Li's future studies will examine other stresses and other cell types, and will also explore the possibility of an apparent threshold effect, as reduced stress exposure led to lower long-term genetic instability. The researchers will also try to determine how the stresses caused instability.
"We already know a great deal about how radiation affects normal cells and cancerous cells," said Li. "But we know nothing about the mechanism by which the non-DNA-damaging stresses were able to create persistent genetic instability."
The researchers used large amounts of ionizing radiation and hydrogen peroxide, which, like many other stresses known to damage DNA, create highly reactive oxygen atoms, or free radicals, that cause breaks in DNA. The other stresses used weren't known to have any effect on genetic material.
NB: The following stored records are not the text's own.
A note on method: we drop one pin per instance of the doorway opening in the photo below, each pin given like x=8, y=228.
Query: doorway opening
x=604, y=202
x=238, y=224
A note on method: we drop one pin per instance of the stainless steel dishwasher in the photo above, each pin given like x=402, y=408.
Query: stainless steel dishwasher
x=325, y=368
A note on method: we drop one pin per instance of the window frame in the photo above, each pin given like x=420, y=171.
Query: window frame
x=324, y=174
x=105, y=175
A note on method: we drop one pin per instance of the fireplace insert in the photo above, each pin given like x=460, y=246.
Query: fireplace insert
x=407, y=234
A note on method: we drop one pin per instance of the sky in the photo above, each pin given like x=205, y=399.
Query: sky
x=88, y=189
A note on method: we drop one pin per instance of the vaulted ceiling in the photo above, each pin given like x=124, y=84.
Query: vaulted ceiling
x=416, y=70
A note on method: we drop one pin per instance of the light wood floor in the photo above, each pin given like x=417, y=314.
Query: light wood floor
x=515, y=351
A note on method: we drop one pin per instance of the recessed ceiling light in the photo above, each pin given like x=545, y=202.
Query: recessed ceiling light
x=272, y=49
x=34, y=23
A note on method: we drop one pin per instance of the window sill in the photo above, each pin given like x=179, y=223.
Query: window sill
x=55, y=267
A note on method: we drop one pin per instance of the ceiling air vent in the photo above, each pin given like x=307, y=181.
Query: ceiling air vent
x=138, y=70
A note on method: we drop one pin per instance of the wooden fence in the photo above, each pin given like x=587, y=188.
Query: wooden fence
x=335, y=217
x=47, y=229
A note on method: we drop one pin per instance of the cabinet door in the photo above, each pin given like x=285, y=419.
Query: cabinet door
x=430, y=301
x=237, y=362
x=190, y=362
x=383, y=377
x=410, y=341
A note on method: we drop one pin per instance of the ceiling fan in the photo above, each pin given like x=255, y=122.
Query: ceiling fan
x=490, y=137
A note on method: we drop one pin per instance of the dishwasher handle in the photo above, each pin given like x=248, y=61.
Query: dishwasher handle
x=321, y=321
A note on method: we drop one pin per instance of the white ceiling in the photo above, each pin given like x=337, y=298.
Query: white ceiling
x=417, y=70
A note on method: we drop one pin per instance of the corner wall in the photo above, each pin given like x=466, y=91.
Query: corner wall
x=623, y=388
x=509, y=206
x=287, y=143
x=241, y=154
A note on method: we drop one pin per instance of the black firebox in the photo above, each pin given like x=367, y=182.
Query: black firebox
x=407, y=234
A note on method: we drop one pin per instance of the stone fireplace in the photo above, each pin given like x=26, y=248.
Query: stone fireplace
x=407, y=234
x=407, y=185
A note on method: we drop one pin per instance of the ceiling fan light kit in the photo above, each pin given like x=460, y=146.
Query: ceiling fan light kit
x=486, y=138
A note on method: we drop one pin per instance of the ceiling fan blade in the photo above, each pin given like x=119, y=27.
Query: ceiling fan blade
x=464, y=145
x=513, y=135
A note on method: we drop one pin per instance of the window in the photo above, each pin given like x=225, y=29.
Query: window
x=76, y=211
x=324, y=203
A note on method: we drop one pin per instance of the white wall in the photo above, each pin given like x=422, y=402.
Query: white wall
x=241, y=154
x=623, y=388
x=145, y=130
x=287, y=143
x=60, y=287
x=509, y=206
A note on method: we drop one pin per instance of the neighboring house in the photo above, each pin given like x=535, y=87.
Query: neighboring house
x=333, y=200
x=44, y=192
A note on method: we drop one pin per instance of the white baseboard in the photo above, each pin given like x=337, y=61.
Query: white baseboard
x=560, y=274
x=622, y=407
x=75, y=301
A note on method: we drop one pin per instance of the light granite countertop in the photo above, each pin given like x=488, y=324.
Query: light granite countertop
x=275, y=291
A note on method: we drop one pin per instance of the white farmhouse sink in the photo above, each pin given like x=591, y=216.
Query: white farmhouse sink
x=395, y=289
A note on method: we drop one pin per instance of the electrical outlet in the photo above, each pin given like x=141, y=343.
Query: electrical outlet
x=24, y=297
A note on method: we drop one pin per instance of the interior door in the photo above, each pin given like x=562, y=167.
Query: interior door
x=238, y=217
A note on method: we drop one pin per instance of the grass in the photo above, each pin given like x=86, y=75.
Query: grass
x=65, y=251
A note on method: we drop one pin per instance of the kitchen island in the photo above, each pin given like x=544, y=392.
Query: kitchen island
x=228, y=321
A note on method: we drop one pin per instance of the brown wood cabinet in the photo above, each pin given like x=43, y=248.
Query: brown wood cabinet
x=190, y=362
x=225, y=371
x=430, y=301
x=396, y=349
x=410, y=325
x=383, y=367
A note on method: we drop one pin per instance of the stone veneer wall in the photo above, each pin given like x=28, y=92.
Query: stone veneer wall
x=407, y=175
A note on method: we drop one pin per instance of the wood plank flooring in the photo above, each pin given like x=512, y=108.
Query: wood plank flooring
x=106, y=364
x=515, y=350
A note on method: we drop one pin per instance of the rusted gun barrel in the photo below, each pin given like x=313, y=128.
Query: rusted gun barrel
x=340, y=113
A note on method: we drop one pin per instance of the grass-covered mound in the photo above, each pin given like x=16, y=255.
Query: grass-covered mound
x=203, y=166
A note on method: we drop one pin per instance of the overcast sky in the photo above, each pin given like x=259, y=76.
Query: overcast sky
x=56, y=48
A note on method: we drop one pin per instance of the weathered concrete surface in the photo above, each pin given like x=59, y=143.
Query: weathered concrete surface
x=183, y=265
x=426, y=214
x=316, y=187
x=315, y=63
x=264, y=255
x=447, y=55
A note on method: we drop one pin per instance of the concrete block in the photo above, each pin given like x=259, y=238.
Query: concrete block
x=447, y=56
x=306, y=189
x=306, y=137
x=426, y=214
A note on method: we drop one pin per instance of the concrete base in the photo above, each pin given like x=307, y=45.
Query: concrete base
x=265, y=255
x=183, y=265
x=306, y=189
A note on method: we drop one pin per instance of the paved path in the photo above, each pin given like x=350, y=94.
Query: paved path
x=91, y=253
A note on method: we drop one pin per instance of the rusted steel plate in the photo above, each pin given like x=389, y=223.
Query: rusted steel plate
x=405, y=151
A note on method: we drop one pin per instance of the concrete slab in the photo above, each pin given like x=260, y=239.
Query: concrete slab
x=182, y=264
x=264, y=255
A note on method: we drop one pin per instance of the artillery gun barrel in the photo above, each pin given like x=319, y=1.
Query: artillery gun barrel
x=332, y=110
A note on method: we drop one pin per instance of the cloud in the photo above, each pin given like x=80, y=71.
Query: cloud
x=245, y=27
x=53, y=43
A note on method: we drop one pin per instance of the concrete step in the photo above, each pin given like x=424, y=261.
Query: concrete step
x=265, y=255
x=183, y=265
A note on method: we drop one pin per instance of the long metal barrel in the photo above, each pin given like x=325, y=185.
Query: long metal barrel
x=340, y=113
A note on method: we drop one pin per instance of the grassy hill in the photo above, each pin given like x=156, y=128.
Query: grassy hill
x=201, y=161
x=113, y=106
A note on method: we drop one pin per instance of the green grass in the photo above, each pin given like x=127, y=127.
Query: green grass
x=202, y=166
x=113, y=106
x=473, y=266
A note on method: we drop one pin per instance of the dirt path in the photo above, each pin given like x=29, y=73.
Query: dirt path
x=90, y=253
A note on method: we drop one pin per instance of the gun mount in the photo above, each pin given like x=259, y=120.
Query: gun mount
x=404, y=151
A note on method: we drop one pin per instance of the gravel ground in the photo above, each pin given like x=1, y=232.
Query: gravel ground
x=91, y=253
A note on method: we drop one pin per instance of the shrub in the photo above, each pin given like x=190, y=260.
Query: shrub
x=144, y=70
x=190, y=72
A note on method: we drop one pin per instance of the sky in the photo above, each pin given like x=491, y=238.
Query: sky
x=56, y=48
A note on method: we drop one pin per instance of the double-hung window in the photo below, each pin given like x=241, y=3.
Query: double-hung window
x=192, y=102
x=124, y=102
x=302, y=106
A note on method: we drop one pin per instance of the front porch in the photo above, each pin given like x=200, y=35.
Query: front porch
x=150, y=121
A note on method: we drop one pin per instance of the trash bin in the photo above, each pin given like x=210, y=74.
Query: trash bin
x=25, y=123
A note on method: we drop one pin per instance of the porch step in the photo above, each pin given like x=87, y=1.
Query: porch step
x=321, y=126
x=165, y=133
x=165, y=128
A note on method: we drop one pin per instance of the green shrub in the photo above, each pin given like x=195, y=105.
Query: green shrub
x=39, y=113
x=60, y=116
In order to evaluate the stresses' effects on DNA, the mouse cancer cells were engineered to express a visual marker - green fluorescence protein (GFP) from a species of jellyfish - that makes the cells glow green when exposed to blue light.
"Because each cell has just one copy of the GFP gene inserted into its genome, if that gene is mutated or damaged, that cell becomes dark," explained Li. "It's a very convenient and direct way to examine the genetic stability."
The scientists also looked for general instability in the cells' DNA sequence, in case the inserted GFP gene was hypersensitive. By examining naturally occurring repetitive DNA sequences called "minisatellites" that are scattered throughout the genome, the researchers proved that the stresses affected native portions of the genome as well as the inserted marker gene.
After the cells were exposed to a stress, the scientists selected ones that still fluoresced green, indicating that the GFP gene was still working, and allowed them to grow under standard laboratory conditions. Much to their surprise, roughly 10 percent of the "daughter" cell colonies several generations after exposure contained a mix of light and dark cells, reflecting new loss of GFP in cells never directly exposed to stress, they reported.
The majority of daughter cell colonies from exposed cells were uniformly bright, as were all cell colonies of cells whose "parents" were not exposed to any stress, indicating no loss of GFP. A few daughter cell colonies of exposed cells were uniformly dark, reflecting complete loss of GFP. The mixed, or chimeric, cell colonies showed that new mutations were still occurring up to 23 generations after stress exposure.
Other co-authors are John Little of the Harvard School of Public Health; Kang Hu, Wen Zhang and Li Zhang, all of Duke; and Qian Huang, now at the People's Hospital, Shanghai.